The standard solution is async processing: accept a request, queue it, process it in the background, and notify the user when complete. But implementing this well requires thinking through several connected systems.

Architecture Overview

Our stack runs on Cloudflare's edge infrastructure:

  • Next.js 15 with App Router for the frontend
  • Cloudflare Workers for serverless compute
  • Cloudflare D1 for relational data (sessions, messages, user state)
  • Cloudflare Durable Objects for real-time prediction state
  • Cloudflare R2 for image storage
  • Cloudflare Queues for async job processing

The flow looks like this:

  1. User sends a message through the chat interface
  2. Frontend posts to our API as FormData (supports image uploads)
  3. API authenticates, creates or resumes a session, and queues the generation job
  4. Worker picks up the job, calls the AI model API, and streams progress events
  5. Frontend receives real-time updates via polling
  6. When complete, the image uploads to R2 and the user sees the result

This architecture keeps the frontend responsive while handling long-running AI tasks in the background.


State Management: Sessions and Messages

Chat-based generation differs from single-prompt tools because context matters. A user might say "make it darker," and the system needs to understand what "it" refers to.

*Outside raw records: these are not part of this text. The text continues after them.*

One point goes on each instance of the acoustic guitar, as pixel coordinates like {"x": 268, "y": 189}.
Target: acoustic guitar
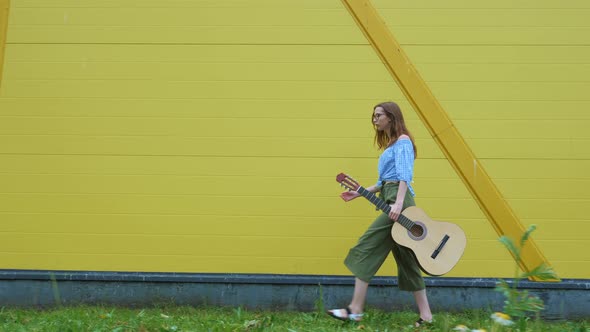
{"x": 437, "y": 245}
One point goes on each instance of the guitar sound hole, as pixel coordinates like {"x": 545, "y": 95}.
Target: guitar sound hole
{"x": 417, "y": 230}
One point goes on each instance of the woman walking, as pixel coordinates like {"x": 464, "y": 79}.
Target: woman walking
{"x": 396, "y": 168}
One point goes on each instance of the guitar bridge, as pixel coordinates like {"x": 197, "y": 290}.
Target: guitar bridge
{"x": 440, "y": 246}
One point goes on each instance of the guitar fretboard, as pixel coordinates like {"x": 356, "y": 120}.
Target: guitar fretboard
{"x": 383, "y": 206}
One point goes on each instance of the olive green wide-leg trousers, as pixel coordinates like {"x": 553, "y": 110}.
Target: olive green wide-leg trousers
{"x": 373, "y": 247}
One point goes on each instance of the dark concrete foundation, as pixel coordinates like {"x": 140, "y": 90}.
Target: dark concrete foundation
{"x": 568, "y": 299}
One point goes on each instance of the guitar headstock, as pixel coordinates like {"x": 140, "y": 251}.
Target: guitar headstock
{"x": 347, "y": 182}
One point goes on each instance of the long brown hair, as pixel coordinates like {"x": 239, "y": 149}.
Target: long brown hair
{"x": 385, "y": 139}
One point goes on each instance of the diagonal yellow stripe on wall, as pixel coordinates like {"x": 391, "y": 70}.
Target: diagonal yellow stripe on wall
{"x": 442, "y": 129}
{"x": 4, "y": 5}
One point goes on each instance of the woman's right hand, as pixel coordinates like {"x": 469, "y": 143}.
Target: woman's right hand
{"x": 349, "y": 195}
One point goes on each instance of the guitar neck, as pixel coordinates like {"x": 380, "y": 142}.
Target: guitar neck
{"x": 371, "y": 197}
{"x": 383, "y": 206}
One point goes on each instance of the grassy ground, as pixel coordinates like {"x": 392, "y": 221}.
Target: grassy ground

We model this with two core entities:

Sessions

A session represents a conversation. It tracks:

  • User ID (if authenticated)
  • Current model selection (users can switch models mid-conversation)
  • Creation timestamp and last activity
  • Soft delete flag for user-initiated cleanup
// Simplified schema
const chatSessions = sqliteTable('chat_sessions', {
  uuid: text('uuid').primaryKey(),
  userId: text('user_id').notNull(),
  modelId: text('model_id').notNull(),
  createdAt: integer('created_at').notNull(),
  updatedAt: integer('updated_at').notNull(),
  deletedAt: integer('deleted_at'),
});
Enter fullscreen mode Exit fullscreen mode

Messages

Each message belongs to a session and carries:

  • Role: user or assistant
  • Content: text, plus optional media attachments
  • Generation parameters: model used, aspect ratio, resolution
  • Status: pending, processing, completed, failed

The message history provides context for future generations. When a user says "make the background blue," we include the relevant conversation context when calling the AI model.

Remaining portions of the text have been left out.